Reputation:
So, I was writing some code and I was getting an unexpected output in one part of my program which disrupted the entire system.
I managed to extract and simplify the problem to a basic logical expression. Let's say:
int i = 1, j = 1, k = 0;
printf("%d\n", ++i || ++j && k);
printf("%d, %d, %d\n", i, j, k);
return 0;
The output for this program is:
1
2
1
0
I am thinking that the value of j
was not incremented to 2
due to the short circuit nature of the ||
operator. However I am confused how the value of the first "%d"
is 1
. Shouldn't the value of k
be non-zero for the &&
statement to return 1
? Or isn't this statement executed at all since ++i || ++j
is not 0
and thus returns a 1
?
&&
is a logical and, and expr1 && expr2 has the value 1 if values of expr1 && expr2 are both non-zero.Any clarifications would be appreciated and please excuse the basic nature of this question.
Upvotes: 7
Views: 149
Reputation: 60056
&&
has higher precedence than ||
.
(See https://en.wikipedia.org/wiki/Operators_in_C_and_C%2B%2B )
so
++i || ++j && k
is
++i || (++j && k)
and ||
shortcircuits if the first operator is truthy, as per 6.5.14p4 .
If you're on gcc
or clang
and compile your code with -Wall
, the compiler will nudge you to put those parentheses there. It's probably a good idea to heed that advice, as some people get confused by the precedences (I hear).
Upvotes: 7
Reputation: 72177
Operators precedence. &&
has higher precedence than ||
.
Your expression is the same as: ++i || (++j && k)
++i
is TRUE
, the parenthesis is not evaluated anymore.
Upvotes: 1
Reputation: 310910
From the C Standard (6.5.14 Logical OR operator)

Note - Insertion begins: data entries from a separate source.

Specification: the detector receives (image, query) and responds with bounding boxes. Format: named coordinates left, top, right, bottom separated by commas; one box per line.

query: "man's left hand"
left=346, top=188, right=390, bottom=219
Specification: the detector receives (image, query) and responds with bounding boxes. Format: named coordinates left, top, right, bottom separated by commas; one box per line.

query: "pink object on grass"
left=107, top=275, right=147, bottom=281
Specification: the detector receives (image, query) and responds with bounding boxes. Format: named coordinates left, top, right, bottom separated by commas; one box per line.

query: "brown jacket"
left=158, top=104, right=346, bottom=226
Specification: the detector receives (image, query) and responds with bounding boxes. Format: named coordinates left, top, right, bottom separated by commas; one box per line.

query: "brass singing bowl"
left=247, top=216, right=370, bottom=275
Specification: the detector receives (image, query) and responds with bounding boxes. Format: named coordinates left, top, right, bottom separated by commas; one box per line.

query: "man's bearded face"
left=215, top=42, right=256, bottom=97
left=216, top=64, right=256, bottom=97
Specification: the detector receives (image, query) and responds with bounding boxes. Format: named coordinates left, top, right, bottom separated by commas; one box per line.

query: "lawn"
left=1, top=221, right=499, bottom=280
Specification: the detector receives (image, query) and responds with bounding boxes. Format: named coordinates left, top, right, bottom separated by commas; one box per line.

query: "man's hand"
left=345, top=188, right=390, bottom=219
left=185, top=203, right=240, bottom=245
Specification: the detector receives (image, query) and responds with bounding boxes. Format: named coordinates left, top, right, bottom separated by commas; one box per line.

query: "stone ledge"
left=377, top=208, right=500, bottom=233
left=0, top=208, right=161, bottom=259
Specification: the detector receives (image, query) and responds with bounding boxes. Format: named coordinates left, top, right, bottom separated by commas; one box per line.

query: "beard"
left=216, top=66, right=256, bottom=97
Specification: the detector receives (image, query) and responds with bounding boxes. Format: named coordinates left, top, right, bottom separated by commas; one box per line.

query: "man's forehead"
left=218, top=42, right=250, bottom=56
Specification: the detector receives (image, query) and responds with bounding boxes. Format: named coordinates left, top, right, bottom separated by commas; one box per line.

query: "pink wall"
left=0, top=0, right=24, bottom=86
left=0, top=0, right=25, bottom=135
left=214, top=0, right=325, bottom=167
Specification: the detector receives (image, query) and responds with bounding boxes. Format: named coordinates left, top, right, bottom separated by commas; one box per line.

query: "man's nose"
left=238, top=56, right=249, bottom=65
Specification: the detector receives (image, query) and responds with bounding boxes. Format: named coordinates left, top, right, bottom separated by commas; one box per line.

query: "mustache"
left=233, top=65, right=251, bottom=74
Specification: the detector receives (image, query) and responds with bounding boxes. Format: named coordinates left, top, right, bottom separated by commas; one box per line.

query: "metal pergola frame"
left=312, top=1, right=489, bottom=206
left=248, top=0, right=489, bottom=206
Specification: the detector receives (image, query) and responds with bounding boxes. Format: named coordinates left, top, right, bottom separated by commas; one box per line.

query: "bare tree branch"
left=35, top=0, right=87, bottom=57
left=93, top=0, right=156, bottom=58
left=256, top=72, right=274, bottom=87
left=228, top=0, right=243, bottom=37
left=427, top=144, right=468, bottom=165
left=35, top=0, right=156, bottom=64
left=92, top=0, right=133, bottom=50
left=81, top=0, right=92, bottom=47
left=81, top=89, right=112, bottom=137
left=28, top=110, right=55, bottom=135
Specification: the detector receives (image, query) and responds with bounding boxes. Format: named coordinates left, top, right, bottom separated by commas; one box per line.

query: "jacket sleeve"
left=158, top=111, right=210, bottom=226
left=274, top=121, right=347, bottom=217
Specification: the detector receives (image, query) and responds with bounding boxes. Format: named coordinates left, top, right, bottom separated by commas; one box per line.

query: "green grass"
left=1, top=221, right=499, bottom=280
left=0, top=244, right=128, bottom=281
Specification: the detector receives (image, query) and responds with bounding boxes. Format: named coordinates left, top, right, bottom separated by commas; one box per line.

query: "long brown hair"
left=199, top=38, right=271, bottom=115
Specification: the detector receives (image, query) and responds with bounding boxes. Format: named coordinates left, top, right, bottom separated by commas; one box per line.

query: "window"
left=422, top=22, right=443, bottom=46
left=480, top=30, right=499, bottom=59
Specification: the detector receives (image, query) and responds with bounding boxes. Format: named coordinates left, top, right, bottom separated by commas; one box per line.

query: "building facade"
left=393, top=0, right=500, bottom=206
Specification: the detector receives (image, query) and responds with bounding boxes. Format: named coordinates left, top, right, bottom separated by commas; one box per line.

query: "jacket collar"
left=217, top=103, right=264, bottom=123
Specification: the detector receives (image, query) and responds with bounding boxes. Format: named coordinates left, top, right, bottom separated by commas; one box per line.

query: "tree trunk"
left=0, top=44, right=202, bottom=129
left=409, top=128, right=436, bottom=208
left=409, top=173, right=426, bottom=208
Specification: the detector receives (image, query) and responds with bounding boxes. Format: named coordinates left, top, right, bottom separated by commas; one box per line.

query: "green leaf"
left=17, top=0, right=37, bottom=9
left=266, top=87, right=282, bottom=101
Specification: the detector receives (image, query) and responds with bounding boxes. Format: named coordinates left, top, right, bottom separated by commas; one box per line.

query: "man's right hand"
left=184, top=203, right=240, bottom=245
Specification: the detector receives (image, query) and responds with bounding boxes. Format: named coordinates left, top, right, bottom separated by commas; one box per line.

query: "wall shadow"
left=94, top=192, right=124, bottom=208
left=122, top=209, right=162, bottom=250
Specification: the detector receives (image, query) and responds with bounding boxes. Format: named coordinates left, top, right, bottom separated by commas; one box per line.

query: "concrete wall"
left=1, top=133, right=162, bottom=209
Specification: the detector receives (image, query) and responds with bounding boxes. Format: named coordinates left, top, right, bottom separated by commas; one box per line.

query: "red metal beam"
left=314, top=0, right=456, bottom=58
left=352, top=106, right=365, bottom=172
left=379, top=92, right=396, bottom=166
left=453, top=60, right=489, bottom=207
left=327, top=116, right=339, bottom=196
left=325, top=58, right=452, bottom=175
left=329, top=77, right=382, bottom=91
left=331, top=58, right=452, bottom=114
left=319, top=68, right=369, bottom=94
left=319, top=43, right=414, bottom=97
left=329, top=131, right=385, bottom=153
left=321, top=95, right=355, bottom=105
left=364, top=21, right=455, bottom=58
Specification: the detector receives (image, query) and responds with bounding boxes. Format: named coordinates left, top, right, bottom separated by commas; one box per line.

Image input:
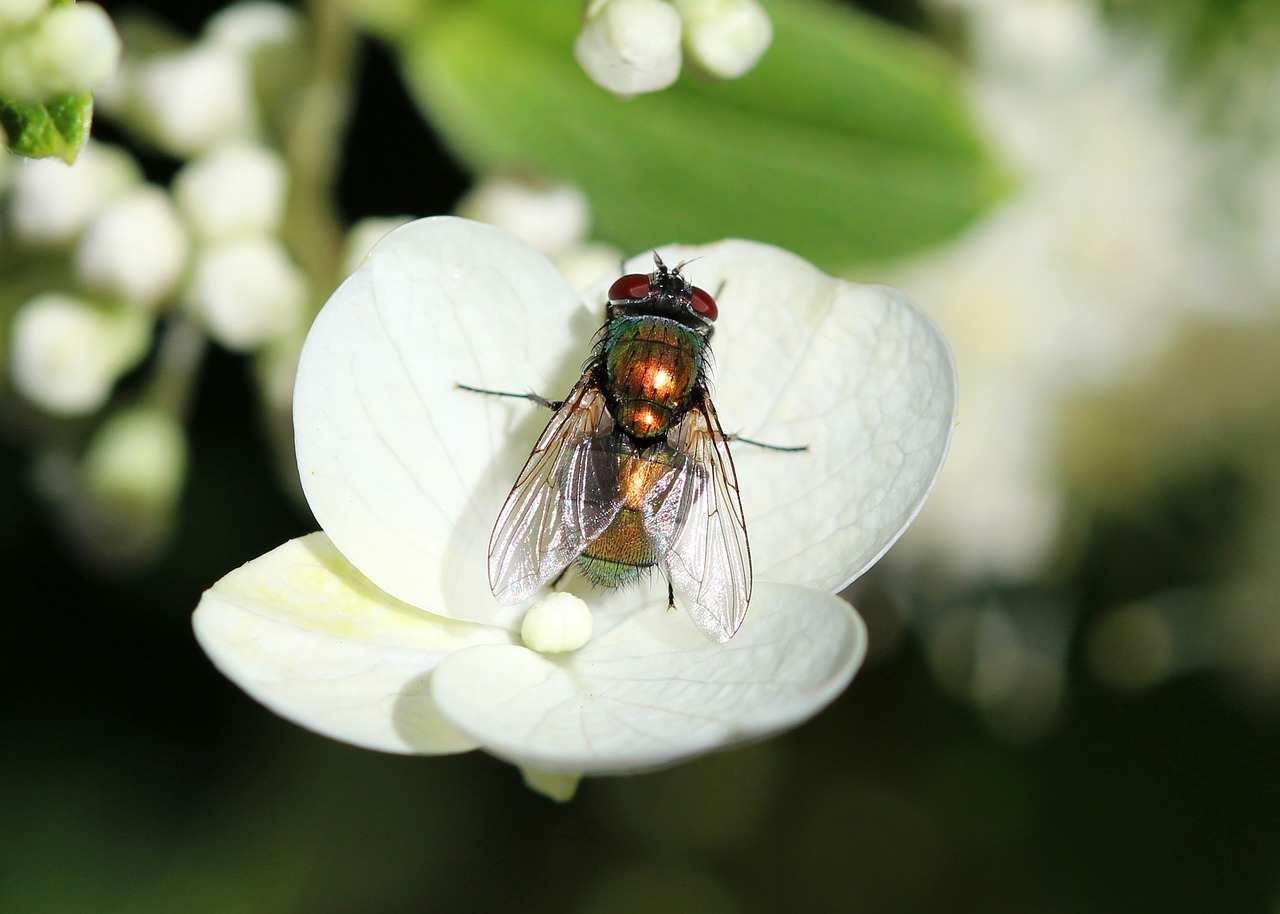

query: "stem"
left=282, top=0, right=361, bottom=311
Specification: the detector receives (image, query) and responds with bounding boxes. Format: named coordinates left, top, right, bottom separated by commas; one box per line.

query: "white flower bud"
left=10, top=141, right=139, bottom=245
left=205, top=1, right=302, bottom=55
left=456, top=176, right=590, bottom=258
left=9, top=293, right=149, bottom=416
left=172, top=141, right=287, bottom=243
left=520, top=592, right=594, bottom=654
left=134, top=45, right=254, bottom=156
left=186, top=236, right=306, bottom=351
left=554, top=242, right=626, bottom=292
left=75, top=186, right=190, bottom=310
left=672, top=0, right=772, bottom=79
left=82, top=407, right=186, bottom=512
left=25, top=2, right=120, bottom=96
left=0, top=0, right=47, bottom=30
left=341, top=215, right=412, bottom=278
left=575, top=0, right=682, bottom=97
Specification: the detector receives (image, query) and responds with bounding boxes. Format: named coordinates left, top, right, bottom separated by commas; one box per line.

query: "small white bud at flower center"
left=520, top=592, right=594, bottom=654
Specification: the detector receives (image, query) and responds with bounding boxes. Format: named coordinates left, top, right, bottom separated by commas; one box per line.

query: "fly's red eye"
left=608, top=273, right=650, bottom=301
left=690, top=286, right=718, bottom=321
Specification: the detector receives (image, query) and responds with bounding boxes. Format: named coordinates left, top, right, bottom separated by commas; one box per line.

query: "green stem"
left=283, top=0, right=361, bottom=311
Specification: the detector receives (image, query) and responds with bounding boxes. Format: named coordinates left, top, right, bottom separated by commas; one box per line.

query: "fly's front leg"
left=456, top=383, right=562, bottom=411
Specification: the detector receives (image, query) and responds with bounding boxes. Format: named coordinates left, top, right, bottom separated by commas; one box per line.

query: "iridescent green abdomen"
left=604, top=316, right=704, bottom=440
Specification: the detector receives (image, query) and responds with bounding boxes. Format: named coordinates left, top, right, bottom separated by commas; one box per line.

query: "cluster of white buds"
left=0, top=0, right=119, bottom=101
left=575, top=0, right=772, bottom=97
left=2, top=2, right=311, bottom=571
left=96, top=2, right=303, bottom=157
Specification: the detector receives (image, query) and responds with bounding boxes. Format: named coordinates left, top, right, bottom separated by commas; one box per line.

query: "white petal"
left=294, top=216, right=596, bottom=627
left=430, top=582, right=865, bottom=774
left=193, top=532, right=511, bottom=755
left=586, top=241, right=958, bottom=595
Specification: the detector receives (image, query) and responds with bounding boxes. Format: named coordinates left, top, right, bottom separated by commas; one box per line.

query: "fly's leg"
left=666, top=580, right=676, bottom=613
left=729, top=434, right=808, bottom=453
left=456, top=383, right=562, bottom=411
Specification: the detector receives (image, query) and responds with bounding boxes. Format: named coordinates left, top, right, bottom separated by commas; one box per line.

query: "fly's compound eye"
left=608, top=273, right=651, bottom=302
left=690, top=286, right=718, bottom=321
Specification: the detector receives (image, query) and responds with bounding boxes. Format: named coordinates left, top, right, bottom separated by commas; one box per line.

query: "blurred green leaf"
left=0, top=92, right=93, bottom=163
left=397, top=0, right=1006, bottom=270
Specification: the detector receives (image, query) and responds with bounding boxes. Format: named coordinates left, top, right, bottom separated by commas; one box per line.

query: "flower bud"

3 The || operator shall yield 1 if either of its operands compare unequal to 0; otherwise, it yields 0. The result has type int.
This expression
++i || ++j && k
is equivalent to
++i || ( ++j && k )
and according to the quote from the Standard the expression returns integer value 1 because ++i
is not equal to zero. The subexpression ( ++j && k )
is not evaluated.
Upvotes: 3
Reputation: 14853
++i || ++j && k
is evaluate to 1 (true) because i equals 2 (++1), (++j && k) isn't evaluated because short circuit.